Ethereum can be used to codify, decentralize, secure and trade just about anything: voting, domain names, financial exchanges, crowdfunding, company governance, contracts and agreements of most kind, intellectual property, and even smart property thanks to hardware integration.
Ethereum mining is a vital part of the Ethereum ecosystem. The “proof of work” algorithm allows decentralized networks to agree and verify transactions without relying on trust or a third party.
People who want to mine cryptocurrency use specialized software that allows them to solve computationally intensive problems and verify transactions. This makes it possible for new transactions to be confirmed by the network and payments to be processed.
Miners work in groups of people. They are rewarded for each transaction they help create, and are paid in the cryptocurrency of their choice. People can set up their own mining pool and gain a competitive advantage against others.
This type of mining rewards people with a block reward (about 20 ethers) for every few blocks they process. The mining system is free of a block reward, and instead miners are payed directly by users sending transactions. This eliminates the possibility of centralized mining pools and reduces the proportion of Ether going to the developers.

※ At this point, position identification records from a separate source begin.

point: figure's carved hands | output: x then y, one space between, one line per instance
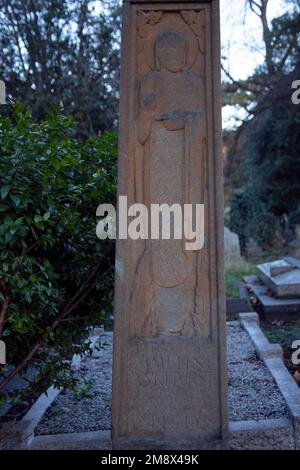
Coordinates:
173 125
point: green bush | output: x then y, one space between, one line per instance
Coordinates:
56 277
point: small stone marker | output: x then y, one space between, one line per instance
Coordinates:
169 374
2 93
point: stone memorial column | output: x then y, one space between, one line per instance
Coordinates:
169 373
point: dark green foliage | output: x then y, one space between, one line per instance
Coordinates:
59 52
51 261
267 159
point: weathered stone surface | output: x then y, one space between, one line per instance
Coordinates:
271 434
232 244
273 307
169 380
282 277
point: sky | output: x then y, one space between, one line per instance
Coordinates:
242 45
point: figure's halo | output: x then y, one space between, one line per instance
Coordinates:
170 24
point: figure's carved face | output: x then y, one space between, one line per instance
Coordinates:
170 51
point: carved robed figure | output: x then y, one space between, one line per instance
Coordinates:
169 373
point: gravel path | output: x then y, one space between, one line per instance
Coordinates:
252 391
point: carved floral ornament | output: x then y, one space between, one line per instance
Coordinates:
189 22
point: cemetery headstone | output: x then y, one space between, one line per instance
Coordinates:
169 374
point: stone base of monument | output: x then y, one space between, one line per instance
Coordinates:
273 307
278 430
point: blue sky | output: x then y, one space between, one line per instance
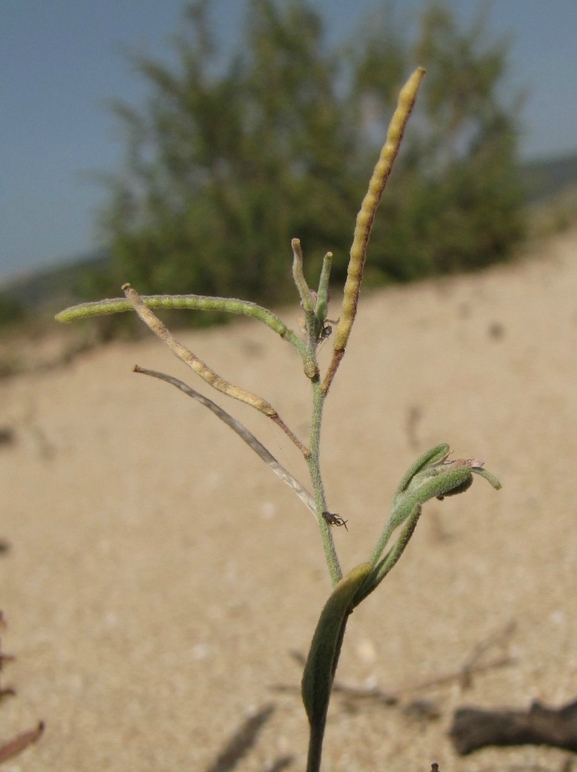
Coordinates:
61 60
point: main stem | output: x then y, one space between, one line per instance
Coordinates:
317 484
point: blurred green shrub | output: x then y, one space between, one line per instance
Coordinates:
232 155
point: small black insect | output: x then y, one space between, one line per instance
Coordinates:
335 520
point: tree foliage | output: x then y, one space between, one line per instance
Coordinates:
229 158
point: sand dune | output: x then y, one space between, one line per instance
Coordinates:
159 574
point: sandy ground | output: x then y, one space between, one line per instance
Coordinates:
160 575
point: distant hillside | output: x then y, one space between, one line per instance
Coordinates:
51 289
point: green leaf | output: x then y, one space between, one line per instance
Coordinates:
326 645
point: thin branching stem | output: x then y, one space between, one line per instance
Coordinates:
318 487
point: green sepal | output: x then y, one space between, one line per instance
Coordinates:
432 456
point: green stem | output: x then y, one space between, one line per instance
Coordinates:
317 484
190 303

So, Ethereum mining is useful for more than just the creation of new ETH tokens. Many people will find it worthwhile to generate new Ether to invest it into their business; to pay for computing power, server capacity, or simply because they want to support the network and what it stands for.
While it still has a ways to go before it can match Bitcoin’s network effect, Ethereum has improved on many mistakes that Bitcoin made with its initial launch — creating an altcoin that is more flexible and less prone to forking than its counterpart.
Ethereum’s ambitions are more than realistic. Despite its current price stagnation, the potential of the cryptocurrency is tremendous. The platform has enormous potential to change the way we live and work. Forever.